Details regarding the start date, submission deadline, and ranking announcements will be provided separately.

## Rules
- **Prohibition of External Data Usage**  

No external data may be used at any stage of the analysis. You must rely solely on the provided datasets (input/train.csv and input/test.csv).

- **Prohibition of Hand-Labeling**  

Creating predictions manually instead of using a model is referred to as Hand-Labeling, and it is prohibited in most data science competitions. This rule also applies to this competition, prohibiting Hand-Labeling for all or part of the test data. **Making manual decisions for part of the predictions** based on rules or specific conditions derived from EDA (Exploratory Data Analysis) also falls under Hand-Labeling. All predictions must be generated by a model, and manual predictions are not permitted. Data processing must be based on reproducible methods, and the submitted predictions must be **automatically generated** by a model that can also be applied to other data with similar characteristics.

- **Ensuring Reproducibility**  
  
Ensure reproducibility of your predictions as much as possible.
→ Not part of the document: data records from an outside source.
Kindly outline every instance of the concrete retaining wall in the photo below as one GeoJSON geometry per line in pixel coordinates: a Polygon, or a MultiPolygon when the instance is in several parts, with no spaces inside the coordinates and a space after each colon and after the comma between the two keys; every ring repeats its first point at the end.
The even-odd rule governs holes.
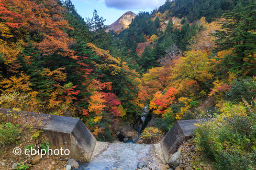
{"type": "Polygon", "coordinates": [[[192,138],[199,120],[179,120],[173,126],[161,140],[163,154],[166,162],[171,154],[175,153],[184,141],[192,138]]]}
{"type": "MultiPolygon", "coordinates": [[[[8,111],[11,110],[0,108],[0,113],[8,111]]],[[[79,119],[26,111],[14,112],[27,116],[44,117],[45,125],[43,128],[43,134],[50,143],[51,149],[68,149],[70,151],[69,157],[81,162],[90,160],[96,139],[79,119]]]]}
{"type": "MultiPolygon", "coordinates": [[[[7,111],[11,110],[0,108],[0,113],[6,113],[7,111]]],[[[26,111],[15,112],[28,117],[42,116],[46,124],[43,128],[43,134],[50,143],[51,149],[68,149],[70,151],[69,157],[80,162],[90,160],[97,141],[79,119],[26,111]]],[[[184,141],[192,138],[196,128],[194,124],[199,121],[178,121],[161,140],[161,148],[166,161],[171,154],[177,151],[184,141]]]]}

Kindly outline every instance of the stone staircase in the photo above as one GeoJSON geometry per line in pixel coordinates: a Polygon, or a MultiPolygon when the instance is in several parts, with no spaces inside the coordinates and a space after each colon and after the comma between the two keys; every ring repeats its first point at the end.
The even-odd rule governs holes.
{"type": "Polygon", "coordinates": [[[89,163],[78,170],[135,170],[138,163],[160,170],[164,160],[160,144],[143,145],[97,141],[89,163]]]}
{"type": "Polygon", "coordinates": [[[43,135],[51,148],[68,149],[68,157],[87,162],[81,163],[78,170],[135,170],[139,162],[146,163],[152,170],[162,169],[161,166],[183,142],[192,137],[196,128],[194,124],[199,121],[178,121],[158,144],[110,143],[97,141],[78,118],[0,108],[0,113],[10,112],[43,118],[43,135]]]}

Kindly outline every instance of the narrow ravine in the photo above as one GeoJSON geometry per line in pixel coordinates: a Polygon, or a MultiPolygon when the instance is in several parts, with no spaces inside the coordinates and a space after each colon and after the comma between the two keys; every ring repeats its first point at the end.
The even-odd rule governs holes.
{"type": "Polygon", "coordinates": [[[141,140],[141,135],[142,131],[143,130],[143,126],[145,127],[144,124],[145,123],[145,120],[146,119],[146,117],[147,116],[149,112],[149,110],[148,110],[148,106],[146,105],[144,107],[143,109],[142,110],[142,116],[141,116],[141,123],[139,125],[139,128],[136,130],[136,131],[139,133],[139,138],[135,140],[128,140],[126,141],[123,141],[123,143],[136,143],[137,142],[141,140]]]}

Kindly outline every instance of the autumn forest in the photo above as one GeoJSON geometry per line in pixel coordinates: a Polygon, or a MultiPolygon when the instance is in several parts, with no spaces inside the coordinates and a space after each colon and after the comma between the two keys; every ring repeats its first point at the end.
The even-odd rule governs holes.
{"type": "MultiPolygon", "coordinates": [[[[152,141],[178,120],[232,118],[246,126],[236,135],[246,140],[213,141],[219,150],[209,154],[221,152],[217,162],[228,152],[255,156],[255,0],[167,0],[119,32],[105,31],[96,10],[84,19],[75,7],[71,0],[0,0],[1,108],[79,118],[105,141],[118,127],[135,125],[146,105],[155,119],[142,135],[152,141]],[[214,104],[198,109],[207,99],[214,104]],[[240,146],[225,152],[231,142],[240,146]]],[[[200,140],[206,132],[196,133],[208,148],[200,140]]],[[[243,161],[255,165],[255,158],[243,161]]]]}

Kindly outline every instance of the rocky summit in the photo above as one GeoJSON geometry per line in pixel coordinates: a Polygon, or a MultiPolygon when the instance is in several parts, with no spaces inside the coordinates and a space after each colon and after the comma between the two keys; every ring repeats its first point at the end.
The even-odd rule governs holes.
{"type": "Polygon", "coordinates": [[[109,28],[106,31],[109,32],[111,30],[113,30],[115,32],[122,31],[123,30],[128,28],[132,20],[137,15],[132,11],[125,12],[115,22],[109,25],[109,28]]]}

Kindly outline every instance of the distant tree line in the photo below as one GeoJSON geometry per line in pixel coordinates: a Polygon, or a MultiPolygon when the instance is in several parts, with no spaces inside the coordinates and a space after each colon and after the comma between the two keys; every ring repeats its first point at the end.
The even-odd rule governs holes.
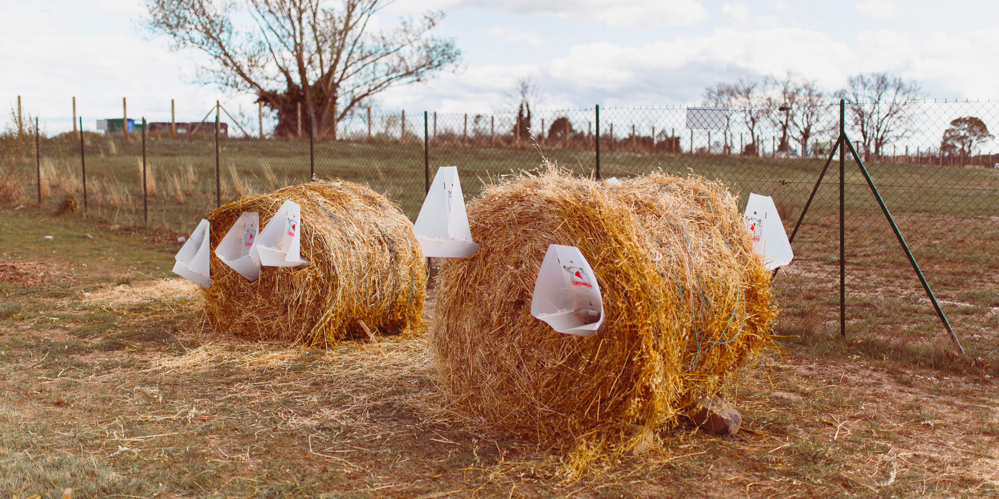
{"type": "MultiPolygon", "coordinates": [[[[725,110],[725,132],[739,125],[749,134],[741,154],[757,155],[759,131],[770,125],[778,133],[777,152],[809,154],[808,145],[817,136],[835,136],[838,119],[834,101],[845,102],[846,125],[856,135],[865,161],[888,155],[888,147],[911,137],[917,123],[918,107],[924,99],[919,84],[888,73],[851,76],[846,86],[829,91],[796,73],[782,77],[740,79],[707,87],[703,103],[725,110]],[[811,142],[810,142],[811,141],[811,142]]],[[[723,148],[730,152],[731,134],[723,134],[723,148]]],[[[976,117],[953,120],[941,138],[941,155],[970,157],[991,140],[985,123],[976,117]]]]}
To achieve this, it is essential to **set seed values for random number generation**.

The phrase "as much as possible" is used because there are situations where reproducibility cannot be fully guaranteed. For example, recent updates to the PyTorch deep learning framework have caused overall precision to decrease. In such cases, reproducing predictions made with an earlier version would require downgrading the framework. However, for this competition, such measures are not required to ensure reproducibility.


- **Permission for Private Sharing**  

In data science competitions, private information sharing is typically strictly regulated from a fairness perspective. In most cases, information sharing within a team is only permitted when the team formation is declared through official channels. Personal information sharing outside the team, referred to as **Private Sharing**, is strictly prohibited.
However, since this competition is positioned as a tutorial for beginners, the Private Sharing prohibition will not be applied. If you have experienced individuals nearby, you are encouraged to actively seek their advice, and you may also exchange information and discuss with other participants online. When engaging in online discussions with other participants, please try to conduct these interactions in public forums rather than private channels, ensuring that all participants can share insights.

- **Citing Original Sources (Reference Code)**  

This competition has numerous high-quality and informative notebooks reported on the internet. Exploring such excellent approaches and deciphering code is also a form of learning, so please feel free to reference them. There is absolutely no problem with referencing others' code.
From an educational standpoint, GCI distinguishes between one's own work and citations. Therefore, when you quote code, please explicitly indicate the original source. For top-ranking participants in this competition, code disclosure is required. If it is discovered during this disclosure that the original source was not cited, and the code is clearly from another source, there is a possibility that the prize may be revoked. Therefore, it is recommended to keep a record of the notebooks you referenced to track which codes you have used.